I met a not-friend at a not-cool-but-not-cheesy restaurant. I was networking, because this is what you must do to further your career. Even if you hate it you have to do it. I did not wear work clothes, because even though networking is work, you’re not supposed to look like you’re on the job. I knew we weren’t really friends, because I wasn’t wearing my really ratty overalls.

We discussed segmented marketing, but in a cool, maybe-we’re-not-working kind of way. For example, we talked about who is using Napster now, and about which bands get downloaded most. We moved a little in the direction of which bands we each like, but my not-friend didn’t share my musical tastes, so we danced away from the topic quickly.

If I were really looking for a friend, I would have gone full-steam ahead into topics that may be controversial, but can weed out inappropriate people: politics, money, sex. These are make-or-break topics. But I could not afford a “break” on this occasion, because this person was one of my best connections in the advertising world.

Early in my career, my boss was having trouble because someone who reported to her hit on her, and was upset that she said no. The story got out, and soon the whole office knew about it. She pulled me into her office one evening and said, “What do people think of what’s happened with ____?” At the time, I was flattered that I was the one she pulled aside. Now I realize that I have to be extra careful to edit myself as I go. Complete honesty is not completely good: It alienates people — specifically, me.

The not-friend I went to dinner with asked me if I liked her yellow scarf. I thought it was gross, but I was afraid to tell her the truth. (In fact, I’m not even telling you the real color of the scarf, in case she ends up reading this.) Maybe if I told her the scarf was awful, we would have immediately become good friends, and she would always love me for my honesty. But maybe not. It was the maybe-not part that kept me from telling her the truth — because I would rather have a good network than a good friend. (I don’t need a Rolodex full of friends; I do need a Rolodex full of contacts: people who will have dinner with me at innocuous locations and help me navigate my career.)

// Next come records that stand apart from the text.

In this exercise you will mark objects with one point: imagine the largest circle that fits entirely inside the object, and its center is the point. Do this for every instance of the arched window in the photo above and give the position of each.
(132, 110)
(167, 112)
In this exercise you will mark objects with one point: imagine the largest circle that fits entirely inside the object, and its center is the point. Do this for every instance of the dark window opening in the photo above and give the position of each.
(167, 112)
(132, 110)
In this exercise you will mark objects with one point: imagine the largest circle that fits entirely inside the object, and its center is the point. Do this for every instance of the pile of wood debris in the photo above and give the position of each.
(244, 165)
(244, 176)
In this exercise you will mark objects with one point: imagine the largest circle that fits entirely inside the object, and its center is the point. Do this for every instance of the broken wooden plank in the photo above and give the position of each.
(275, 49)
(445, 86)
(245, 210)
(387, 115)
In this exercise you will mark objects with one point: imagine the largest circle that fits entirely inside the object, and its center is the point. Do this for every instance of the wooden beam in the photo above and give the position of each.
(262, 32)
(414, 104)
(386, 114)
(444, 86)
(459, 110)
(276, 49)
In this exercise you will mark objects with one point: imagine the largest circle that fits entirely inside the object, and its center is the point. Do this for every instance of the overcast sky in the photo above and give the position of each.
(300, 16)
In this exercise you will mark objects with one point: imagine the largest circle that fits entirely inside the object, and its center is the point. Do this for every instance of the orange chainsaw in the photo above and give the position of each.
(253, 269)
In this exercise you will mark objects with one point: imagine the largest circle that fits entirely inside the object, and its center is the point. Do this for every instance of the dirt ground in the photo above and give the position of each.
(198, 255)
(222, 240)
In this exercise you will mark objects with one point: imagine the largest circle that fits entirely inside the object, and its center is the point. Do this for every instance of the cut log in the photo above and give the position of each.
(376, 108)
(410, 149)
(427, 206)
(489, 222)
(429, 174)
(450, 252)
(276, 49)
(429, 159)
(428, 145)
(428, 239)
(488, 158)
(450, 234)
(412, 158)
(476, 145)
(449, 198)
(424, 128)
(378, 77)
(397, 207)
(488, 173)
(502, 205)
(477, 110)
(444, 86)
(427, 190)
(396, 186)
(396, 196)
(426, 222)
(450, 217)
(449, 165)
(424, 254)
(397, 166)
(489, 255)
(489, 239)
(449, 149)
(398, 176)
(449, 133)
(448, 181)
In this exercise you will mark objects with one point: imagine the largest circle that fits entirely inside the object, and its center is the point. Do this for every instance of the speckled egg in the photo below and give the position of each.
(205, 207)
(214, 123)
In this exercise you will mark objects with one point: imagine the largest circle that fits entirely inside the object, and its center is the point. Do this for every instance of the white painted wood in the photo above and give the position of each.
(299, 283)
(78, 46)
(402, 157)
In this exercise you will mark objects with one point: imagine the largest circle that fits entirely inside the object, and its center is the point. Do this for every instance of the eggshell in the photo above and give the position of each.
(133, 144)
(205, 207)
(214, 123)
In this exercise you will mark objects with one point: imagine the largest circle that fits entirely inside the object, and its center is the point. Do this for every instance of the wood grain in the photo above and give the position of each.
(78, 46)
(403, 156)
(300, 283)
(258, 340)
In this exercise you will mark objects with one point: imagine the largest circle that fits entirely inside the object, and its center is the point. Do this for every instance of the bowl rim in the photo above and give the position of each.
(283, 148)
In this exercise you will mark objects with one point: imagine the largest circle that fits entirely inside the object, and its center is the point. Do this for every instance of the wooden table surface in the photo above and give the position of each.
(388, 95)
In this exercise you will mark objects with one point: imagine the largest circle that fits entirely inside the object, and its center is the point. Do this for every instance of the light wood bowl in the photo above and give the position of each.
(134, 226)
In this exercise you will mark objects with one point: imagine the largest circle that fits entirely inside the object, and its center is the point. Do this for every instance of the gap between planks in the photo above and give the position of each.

Still, I wanted to tell my not-friend that I hated her scarf. I want to show people who I really am. I want to see if they would still like me. I want to distribute surveys (to be put on file later in my Rolodex) that ask people if they enjoyed my honesty, and if they would be willing to do favors for me now that they know the real me.

Instead, I ordered a cosmopolitan because she ordered one — even though I don’t really drink. And I told her little things about me that she didn’t already know, so she felt like she was getting to know me.

I did not tell her that I find the networking so exhausting, my Rolodex is actually shrinking from atrophy. I decided that maybe a good step would be to buy her a new scarf — a way to express my true feelings in a positive way. If I could only be more positive.

I told her things that are so banal that they would annoy you. When we parted I pretended to take the train home and instead of going straight home I bought a milkshake at a diner and sat in a booth decompress. The most tiring part of networking is having to be clever and interested for so long. And the cruel truth of the work world is that people who love to network don’t need to do it.

People like me, who hate networking, need to be diligent. I tell myself I have to endure one of these nights each month. I remind myself that I might meet the perfect person to help me later, that networking is like money in the bank. So even if someone has terrible taste in music and scarves, I work hard when I’m with her, because you never know when networking will pay off, but I really believe that it always does, even after all my complaining.